Quote from: tekla on May 18, 2009, 07:19:12 PM
People are taught to admire man made things. Nature does not need any marketing.
Interesting point. Though I'm not all that sure about it. I mean I've taken people to places of spectacular natural beauty (Lake Tahoe, the Pacific Coast, Yosemite) and it blows them away. However, the first time some people go to an art exhibit, and really see real art (as opposed to reproduced art) it seems to have a similar effect.
And rather interestingly, at least in my recent experience is how passing through a gallery or museum and observing the paintings can color the vision afterwards.
Sunday I spent the day at the Philly Museum of Art with the
"Cezanne and Beyond" exhibit that's there til May 30 (The show was extended about 2 weeks so disregard the end-date listed in the link.)
In kinda drinking in Cezanne, Mondrian, Emanuel Kelly, Picasso, etc when I exited I walked around the drive from the east exit to the west parking lot I observed rather closely the skyline and cityscape. One is more attuned, or at least I was, to the lines and planes of the city, the intersections of shape and the muting of natural life within the cityscape. Form became easier to contemplate just for it's own sake.
An interesting circumstance that after, for instance, coming out and doing the same walk after seeing the Pennsylvania Impressionists a while ago I didn't recognize. The eye can be tuned, or affected by the experience.
I think the same thing tends to be true with religion, the heart and mind can be affected by the context of the person's religion. Those of us who "worship" in groves see, perhaps, things not as clearly man-made as being paramount, including our belief in religion. A forest, perhaps, having a beauty and power in nature that a "god" cannot ever possess. Oth, a suburban mega-church surrounded by acres of parking lots enclosing a corrugated metal building with a gigantic roof and some sort of plastic-y windows stained in some fashion and all placed beside a major highway or street or interstate perhaps leaves one with a different view of both humanity and the nature we are all encased with.
Different strokes, indeed. But some prolly more conducive to human-feeling and the recognition that humans are worthy as simply being a part of that nature than are others. Of course, I could be wrong. But give me a grove to dance and worship in any day in any weather over the rituals performed under a roof inside a building.

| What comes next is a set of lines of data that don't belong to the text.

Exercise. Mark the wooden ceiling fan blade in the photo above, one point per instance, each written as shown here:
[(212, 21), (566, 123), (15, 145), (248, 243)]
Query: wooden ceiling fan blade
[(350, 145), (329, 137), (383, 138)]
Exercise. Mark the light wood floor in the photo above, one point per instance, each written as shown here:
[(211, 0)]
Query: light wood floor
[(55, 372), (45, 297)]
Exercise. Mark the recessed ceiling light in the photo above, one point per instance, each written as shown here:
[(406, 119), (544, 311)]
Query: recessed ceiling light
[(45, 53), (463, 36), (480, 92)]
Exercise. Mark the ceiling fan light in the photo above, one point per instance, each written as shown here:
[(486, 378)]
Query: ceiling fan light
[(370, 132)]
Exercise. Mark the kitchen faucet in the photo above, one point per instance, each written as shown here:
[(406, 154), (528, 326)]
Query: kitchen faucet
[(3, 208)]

Quote from: Kristi on May 18, 2009, 04:23:14 PM
Quote from: Shades O'GreySecularists and Freethinkers might have gotten the country started, but they are not the be-all-end-all of social justice.
The very assertion here is one of the most ridiculous, historically inaccurate statements I have ever seen made. Lisa, I wonder if you believes the Holocaust is a hoax too.
Kristi
Actually, it depends on what one is talking about. If one is talking about "The United States" then, indeed, the "Founders" were perhaps the only distinct American generation that valued civil government and reason to any great degree and took great pains (seeing the harshness of religious suzerainty as practiced in Massachusetts, Pennsylvania, Maryland, Connecticutt and Virginia) to limit the effects of religion on the conduct of civil government.
Like I said, the only generation. The ongoing erasure of the strict lines between the two came about as the nation grew older and today the idea is that somehow Puritans and Southern Baptists founded the civil goverment. They did not.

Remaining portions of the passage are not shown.